Greg Foran, head of the
retailer's U.S. operations, told a media briefing on Thursday he added
theft and other forms of "unknown shrinkage" to a list of urgent items
to be tackled at Wal-Mart's 4,555 stores across the United States.
Foran
said he saw an opportunity to boost margins by putting a dent in a
problem that typically represents 1 percent for any retailer's sales. He
noted that Wal-Mart generated nearly $300 billion in revenues in the
United States in the past fiscal year. "One percent of $300 billion is quite a lot of money. If you can save 10 basis points of it – boy I’ll take it every day of the week and put it into lower prices for customers," Foran told Reuters after the briefing.
One
basis point is equal to one hundredth of 1 percent, meaning that 10
basis points - or 0.1 percent - of $300 billion would be equal to $30
million.
Wal-Mart had flagged the issue when it announced its
first quarter earnings last month, saying that "shrink" was a major
contributor to a 13 basis point decline in its gross profit margin. It
said half of the problem was related to food.Foran said unknown shrinkage could include problems like mistakes in inventory record-keeping in addition to stealing by customers or employees.

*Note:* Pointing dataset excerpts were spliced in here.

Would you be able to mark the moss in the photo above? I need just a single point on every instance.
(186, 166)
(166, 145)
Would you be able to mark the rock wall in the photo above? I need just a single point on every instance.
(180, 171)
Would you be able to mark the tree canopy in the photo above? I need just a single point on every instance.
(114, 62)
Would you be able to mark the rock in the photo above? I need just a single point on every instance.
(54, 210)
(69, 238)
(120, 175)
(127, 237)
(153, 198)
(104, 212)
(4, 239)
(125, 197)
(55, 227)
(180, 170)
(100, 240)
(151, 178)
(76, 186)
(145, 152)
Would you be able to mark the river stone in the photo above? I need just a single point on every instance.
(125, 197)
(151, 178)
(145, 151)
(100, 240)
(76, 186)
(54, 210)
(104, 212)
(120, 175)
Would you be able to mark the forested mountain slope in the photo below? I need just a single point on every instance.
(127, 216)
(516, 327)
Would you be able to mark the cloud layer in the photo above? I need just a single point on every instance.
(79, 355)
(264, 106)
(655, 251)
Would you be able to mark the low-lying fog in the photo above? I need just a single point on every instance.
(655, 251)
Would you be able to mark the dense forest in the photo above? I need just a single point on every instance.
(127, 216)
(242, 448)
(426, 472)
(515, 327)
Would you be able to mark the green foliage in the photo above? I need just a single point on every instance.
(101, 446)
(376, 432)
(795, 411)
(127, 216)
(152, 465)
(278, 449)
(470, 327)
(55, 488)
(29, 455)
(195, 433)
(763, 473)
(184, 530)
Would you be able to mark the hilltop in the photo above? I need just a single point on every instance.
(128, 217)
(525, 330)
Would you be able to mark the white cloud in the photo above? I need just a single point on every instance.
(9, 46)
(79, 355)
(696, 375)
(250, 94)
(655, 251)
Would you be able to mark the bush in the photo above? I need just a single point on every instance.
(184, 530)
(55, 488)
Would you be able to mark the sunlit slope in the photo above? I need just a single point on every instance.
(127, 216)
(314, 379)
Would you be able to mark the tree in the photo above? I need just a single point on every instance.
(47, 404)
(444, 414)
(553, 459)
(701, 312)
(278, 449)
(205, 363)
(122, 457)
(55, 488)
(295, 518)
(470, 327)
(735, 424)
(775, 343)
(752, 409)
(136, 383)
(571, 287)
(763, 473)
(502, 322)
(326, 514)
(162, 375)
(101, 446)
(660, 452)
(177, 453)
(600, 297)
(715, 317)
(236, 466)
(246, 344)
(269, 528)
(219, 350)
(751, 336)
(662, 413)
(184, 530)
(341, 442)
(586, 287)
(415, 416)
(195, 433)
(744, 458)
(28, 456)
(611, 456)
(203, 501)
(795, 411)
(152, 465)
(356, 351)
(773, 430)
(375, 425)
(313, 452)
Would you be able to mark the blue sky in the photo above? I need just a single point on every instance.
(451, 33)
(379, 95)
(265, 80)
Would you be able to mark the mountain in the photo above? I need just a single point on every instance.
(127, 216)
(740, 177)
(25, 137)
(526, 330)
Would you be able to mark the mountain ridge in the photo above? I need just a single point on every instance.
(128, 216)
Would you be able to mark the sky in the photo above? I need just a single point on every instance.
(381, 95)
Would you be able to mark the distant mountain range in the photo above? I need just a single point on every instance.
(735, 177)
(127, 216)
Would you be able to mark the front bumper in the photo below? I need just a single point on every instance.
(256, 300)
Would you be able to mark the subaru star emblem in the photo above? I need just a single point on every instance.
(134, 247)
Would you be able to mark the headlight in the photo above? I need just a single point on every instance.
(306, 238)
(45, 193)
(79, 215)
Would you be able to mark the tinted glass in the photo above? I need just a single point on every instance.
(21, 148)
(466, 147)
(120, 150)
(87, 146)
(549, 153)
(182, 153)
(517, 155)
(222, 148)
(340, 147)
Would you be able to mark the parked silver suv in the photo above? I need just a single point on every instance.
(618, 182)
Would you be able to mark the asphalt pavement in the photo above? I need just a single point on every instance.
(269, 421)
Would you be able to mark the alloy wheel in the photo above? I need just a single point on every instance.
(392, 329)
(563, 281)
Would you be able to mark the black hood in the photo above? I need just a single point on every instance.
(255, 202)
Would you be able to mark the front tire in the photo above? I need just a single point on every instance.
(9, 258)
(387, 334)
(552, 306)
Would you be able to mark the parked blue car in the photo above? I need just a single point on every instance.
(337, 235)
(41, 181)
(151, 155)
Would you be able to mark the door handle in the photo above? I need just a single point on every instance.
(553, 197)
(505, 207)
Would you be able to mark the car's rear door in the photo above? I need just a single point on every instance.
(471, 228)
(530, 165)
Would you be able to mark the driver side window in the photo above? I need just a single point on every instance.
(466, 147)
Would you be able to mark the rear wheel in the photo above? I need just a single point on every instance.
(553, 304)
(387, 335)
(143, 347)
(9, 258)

He said the problem was not necessarily growing, but he decided to focus on it given the potential margin boost.
After Foran took over as head of the U.S. business in August, he instituted a series of "urgent agenda" items aimed at improving store management. Foran said he had taken two projects off that list and added two more, including the focus on shrinkage. He did not provide further details.